Were we without gears, the Irish or Scottish, at a moment's notice, could bluntly fall our beautiful nation. Without gears, might the people of southern continents force us into a rootbark-based economy. Let us bless ourselves, the fallen immigrants, and the mighty teethed wheels that power this grand collection of states we call home. God blessed thy.

1917

Dear Victorious American Readers: At our converted Hamburg Printinghaus recently, faulty ventilation caused the death of thirty eight of our dirty-finger-nailed Jerry employees, and, I guess, we must address this.

Firstly, we must say that only the tiny hands of motherless children can mash pulp properly. Only that pulp, formed into paper, will hold the economical Turkish ink that we use to print Minutiae. We all make sacrifices to bring important news and reporting to the world. For instance, our editors log long hours holding their hands behind their backs, slowly nodding while peering out through windows overlooking the printing shoppe floors. Our layoutmen spend days on end shuffling around wooden bits of letters, wearing cumbersome leather aprons, goggles and gloves. Therefore, remember, it is not only the motherless children who submit themselves to servicing the greater good. As you read this I grow tired from leafing through the many contract pages required to have a historic riverfront mansion burned and converted into a world class brawling stage.

In this publicly-reported-upon instance, the pulping of paper occurred on a particularly chilling Winter day. To amass savings to pass along to you, the reader, we use the heat generated by the pulping process to warm our paper processing plants. If any heat escapes, then we lose those savings and must raise the price of our published materials. Wouldn’t you agree, dear reader, that it is in the best interests to keep vents closed and the fume-ed heat held within? Exactly.

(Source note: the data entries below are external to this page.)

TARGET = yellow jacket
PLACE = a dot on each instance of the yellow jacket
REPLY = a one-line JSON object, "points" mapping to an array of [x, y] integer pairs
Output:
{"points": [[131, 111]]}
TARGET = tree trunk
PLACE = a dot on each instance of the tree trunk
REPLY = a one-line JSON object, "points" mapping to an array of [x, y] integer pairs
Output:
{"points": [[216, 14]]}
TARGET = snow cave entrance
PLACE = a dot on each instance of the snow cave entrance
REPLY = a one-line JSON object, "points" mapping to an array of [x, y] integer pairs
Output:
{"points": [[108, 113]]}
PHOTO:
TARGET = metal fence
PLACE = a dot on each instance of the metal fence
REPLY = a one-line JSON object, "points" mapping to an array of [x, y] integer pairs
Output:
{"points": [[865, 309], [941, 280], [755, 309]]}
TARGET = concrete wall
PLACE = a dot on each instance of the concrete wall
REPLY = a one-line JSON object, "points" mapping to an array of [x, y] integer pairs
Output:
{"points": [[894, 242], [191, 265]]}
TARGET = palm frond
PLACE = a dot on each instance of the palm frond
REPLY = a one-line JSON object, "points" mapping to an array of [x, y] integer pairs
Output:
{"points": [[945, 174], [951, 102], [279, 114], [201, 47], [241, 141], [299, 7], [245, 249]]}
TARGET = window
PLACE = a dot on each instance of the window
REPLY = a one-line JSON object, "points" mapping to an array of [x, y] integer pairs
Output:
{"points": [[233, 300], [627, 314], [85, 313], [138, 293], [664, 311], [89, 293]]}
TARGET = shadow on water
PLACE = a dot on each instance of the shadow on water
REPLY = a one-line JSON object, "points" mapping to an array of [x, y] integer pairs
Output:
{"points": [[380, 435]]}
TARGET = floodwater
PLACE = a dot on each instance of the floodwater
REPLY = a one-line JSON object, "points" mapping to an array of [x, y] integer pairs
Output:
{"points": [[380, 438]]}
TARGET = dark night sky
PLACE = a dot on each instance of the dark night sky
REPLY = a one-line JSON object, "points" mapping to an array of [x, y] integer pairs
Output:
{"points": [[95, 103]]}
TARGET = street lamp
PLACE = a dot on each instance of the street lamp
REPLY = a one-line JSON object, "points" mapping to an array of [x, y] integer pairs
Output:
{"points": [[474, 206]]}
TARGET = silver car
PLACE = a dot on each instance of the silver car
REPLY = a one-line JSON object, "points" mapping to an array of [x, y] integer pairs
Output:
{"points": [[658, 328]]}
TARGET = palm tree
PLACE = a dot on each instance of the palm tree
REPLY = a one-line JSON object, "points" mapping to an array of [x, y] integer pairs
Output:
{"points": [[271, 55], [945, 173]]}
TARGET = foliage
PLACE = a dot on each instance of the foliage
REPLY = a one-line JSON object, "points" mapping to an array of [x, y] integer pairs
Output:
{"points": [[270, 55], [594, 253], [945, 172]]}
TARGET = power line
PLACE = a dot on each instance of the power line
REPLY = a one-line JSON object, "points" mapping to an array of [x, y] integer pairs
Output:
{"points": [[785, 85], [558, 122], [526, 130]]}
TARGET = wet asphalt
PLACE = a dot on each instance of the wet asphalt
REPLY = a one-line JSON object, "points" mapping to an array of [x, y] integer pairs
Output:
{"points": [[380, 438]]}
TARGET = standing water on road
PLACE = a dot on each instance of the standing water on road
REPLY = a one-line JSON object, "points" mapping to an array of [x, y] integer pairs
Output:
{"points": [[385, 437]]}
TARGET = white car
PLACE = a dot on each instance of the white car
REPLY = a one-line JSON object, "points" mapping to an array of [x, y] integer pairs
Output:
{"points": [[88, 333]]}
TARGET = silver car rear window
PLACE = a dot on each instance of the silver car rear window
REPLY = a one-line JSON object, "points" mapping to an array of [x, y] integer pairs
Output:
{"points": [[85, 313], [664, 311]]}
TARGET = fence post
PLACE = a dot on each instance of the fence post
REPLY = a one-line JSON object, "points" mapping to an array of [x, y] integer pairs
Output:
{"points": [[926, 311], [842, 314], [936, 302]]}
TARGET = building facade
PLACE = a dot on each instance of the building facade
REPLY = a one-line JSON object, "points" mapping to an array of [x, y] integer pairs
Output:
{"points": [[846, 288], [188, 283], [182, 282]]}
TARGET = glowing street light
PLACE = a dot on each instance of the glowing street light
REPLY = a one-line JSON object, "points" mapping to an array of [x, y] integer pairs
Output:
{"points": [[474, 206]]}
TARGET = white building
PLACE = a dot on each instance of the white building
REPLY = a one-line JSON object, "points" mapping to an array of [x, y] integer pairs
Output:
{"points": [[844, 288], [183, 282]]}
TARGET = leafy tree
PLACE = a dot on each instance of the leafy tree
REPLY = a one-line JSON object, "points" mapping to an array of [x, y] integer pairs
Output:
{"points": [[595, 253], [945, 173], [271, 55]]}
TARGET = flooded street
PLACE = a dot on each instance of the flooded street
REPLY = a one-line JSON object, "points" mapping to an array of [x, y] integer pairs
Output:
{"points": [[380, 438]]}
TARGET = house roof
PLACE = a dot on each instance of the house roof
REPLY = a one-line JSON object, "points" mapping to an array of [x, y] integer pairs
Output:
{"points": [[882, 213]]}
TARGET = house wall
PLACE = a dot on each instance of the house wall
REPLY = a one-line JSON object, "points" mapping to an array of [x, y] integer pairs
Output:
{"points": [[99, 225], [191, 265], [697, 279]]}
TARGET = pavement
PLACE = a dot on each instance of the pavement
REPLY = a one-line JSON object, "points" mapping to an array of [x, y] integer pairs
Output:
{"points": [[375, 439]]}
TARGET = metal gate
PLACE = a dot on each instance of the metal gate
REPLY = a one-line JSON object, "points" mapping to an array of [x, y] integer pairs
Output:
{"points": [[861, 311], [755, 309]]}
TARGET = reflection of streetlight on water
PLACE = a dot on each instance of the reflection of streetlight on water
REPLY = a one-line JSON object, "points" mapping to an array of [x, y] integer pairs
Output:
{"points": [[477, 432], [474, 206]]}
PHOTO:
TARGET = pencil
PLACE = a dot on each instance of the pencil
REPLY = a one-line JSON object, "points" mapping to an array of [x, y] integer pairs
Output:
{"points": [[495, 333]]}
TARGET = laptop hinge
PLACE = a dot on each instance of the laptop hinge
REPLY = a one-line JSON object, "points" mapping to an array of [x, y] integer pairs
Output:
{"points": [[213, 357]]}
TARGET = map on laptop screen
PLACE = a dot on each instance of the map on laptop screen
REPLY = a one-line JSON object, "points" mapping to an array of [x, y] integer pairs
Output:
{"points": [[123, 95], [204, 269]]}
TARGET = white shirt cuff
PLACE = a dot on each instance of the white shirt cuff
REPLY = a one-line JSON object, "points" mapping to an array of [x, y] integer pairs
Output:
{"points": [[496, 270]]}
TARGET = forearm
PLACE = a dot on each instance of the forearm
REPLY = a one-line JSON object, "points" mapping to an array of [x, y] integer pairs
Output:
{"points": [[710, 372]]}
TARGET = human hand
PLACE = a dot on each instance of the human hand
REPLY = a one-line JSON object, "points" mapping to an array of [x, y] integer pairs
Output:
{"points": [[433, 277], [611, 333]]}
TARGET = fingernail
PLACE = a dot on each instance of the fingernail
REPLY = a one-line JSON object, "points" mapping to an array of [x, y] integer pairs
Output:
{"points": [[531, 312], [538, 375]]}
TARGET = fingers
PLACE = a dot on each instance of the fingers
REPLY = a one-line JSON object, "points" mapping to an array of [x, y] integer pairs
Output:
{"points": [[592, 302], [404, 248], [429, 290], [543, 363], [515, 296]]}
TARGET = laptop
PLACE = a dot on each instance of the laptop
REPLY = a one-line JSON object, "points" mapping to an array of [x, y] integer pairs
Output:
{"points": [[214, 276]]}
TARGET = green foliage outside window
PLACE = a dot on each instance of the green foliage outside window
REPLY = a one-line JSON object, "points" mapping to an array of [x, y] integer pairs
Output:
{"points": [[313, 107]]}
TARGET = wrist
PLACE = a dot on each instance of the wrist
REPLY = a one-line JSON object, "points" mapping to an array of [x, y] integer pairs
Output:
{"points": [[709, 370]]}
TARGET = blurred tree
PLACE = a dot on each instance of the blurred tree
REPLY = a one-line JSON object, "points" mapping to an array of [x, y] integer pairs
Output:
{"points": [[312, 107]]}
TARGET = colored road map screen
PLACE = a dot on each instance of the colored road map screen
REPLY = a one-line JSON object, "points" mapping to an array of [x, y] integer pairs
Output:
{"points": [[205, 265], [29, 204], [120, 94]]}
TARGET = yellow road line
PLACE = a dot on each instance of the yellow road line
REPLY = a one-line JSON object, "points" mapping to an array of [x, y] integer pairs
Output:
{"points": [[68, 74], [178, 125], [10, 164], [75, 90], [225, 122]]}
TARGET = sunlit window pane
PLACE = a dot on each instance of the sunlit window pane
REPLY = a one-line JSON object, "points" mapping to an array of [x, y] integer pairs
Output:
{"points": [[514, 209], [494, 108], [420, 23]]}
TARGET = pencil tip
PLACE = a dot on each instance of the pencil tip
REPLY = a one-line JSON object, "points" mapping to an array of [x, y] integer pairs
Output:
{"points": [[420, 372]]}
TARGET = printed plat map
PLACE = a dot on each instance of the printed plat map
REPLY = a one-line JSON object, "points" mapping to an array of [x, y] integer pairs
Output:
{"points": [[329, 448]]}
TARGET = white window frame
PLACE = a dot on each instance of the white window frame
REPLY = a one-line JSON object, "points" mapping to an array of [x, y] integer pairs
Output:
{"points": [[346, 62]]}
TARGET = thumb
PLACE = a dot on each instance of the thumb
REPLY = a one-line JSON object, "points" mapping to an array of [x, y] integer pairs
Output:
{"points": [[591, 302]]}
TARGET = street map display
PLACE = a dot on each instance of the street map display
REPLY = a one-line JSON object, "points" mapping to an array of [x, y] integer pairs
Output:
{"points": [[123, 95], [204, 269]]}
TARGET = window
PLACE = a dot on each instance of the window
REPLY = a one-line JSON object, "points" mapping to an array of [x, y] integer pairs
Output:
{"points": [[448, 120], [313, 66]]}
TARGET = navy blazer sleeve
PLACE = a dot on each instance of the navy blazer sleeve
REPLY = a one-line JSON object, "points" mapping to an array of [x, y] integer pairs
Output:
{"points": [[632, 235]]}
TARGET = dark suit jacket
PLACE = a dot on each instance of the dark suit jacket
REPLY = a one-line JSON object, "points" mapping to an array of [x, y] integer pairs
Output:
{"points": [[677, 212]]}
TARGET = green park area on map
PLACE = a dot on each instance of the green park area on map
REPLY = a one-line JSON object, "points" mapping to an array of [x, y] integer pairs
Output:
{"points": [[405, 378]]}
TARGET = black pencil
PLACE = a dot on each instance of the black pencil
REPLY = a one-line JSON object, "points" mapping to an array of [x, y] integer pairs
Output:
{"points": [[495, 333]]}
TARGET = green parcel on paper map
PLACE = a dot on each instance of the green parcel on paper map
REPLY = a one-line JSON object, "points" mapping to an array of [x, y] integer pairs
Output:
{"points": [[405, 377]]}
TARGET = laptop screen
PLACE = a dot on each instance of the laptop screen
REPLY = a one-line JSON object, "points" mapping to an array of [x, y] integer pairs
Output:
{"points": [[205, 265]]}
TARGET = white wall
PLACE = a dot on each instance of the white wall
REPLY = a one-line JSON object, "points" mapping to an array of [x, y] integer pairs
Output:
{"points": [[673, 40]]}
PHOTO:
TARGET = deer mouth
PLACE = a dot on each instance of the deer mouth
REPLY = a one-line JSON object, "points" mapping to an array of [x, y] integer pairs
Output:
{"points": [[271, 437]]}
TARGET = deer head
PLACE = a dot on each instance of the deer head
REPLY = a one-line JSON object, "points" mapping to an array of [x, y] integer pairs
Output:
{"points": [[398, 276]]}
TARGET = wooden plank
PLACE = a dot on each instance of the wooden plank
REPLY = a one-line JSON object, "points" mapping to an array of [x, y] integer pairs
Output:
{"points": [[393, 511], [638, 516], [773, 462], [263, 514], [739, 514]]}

Again, we can only blame the vents for not being able to separate fumes from heat and we have tasked our Minutiæ Science Laboratory (once they are done drawing up plans for a world-class brawling stage) with creating such a vent. Until then, pulping will continue with tiny and even more motherless children. Think of thy savings!

2011

It recently came to light that conditions in our off shore Korean printing facility were less than humane. Jolly whistleblowers, undercover bloggers and biased unionizers uncovered the facilities that our contract workers were producing Minutiæ (and the all new Minutiæ Day Beds) under. These reports cite several grievances including elevators that tipped over, leaking light bulbs and a general lack of suitable flooring. And, of course, we were astonished that such horrificies saw the light of day.

We blame the one man who we entrusted with the health and safety of our Korean contract workers. This man we only knew as ë¡  울프 아이 (The Lone Wolf Eye) and he disappeared shortly after the terrifying conditions were reported in the media.  While there were several red flags that should’ve indicated his untrustworthiness (his constant lighting matches off his cobra skin boots, his leaning back in chairs and looking at the ceiling to dismiss concerns, and his frequent inquiries to if we enjoyed “salty tastes”), we were being urged by stock holders (many of whom are no longer American citizens) to sign the agreement for him to look over our Korean printing facility.

We want to make it clear that Minutiæ prides itself on appearing to hold ourselves to the highest of working conditions. From our publishing team’s Cold Stone Creamery gift cards down to the Minutiæ measuring tapes given in lieu of holiday parties, Minutiæ has stated we are committed to a high standard and we will continue to state that we are committed to such a high standard. If anyone sees ë¡  울프 아이 in a Southern state, please tell him to get in touch with us as we are still eagerly awaiting the arrival of the first shipment of Minutiæ Day Beds.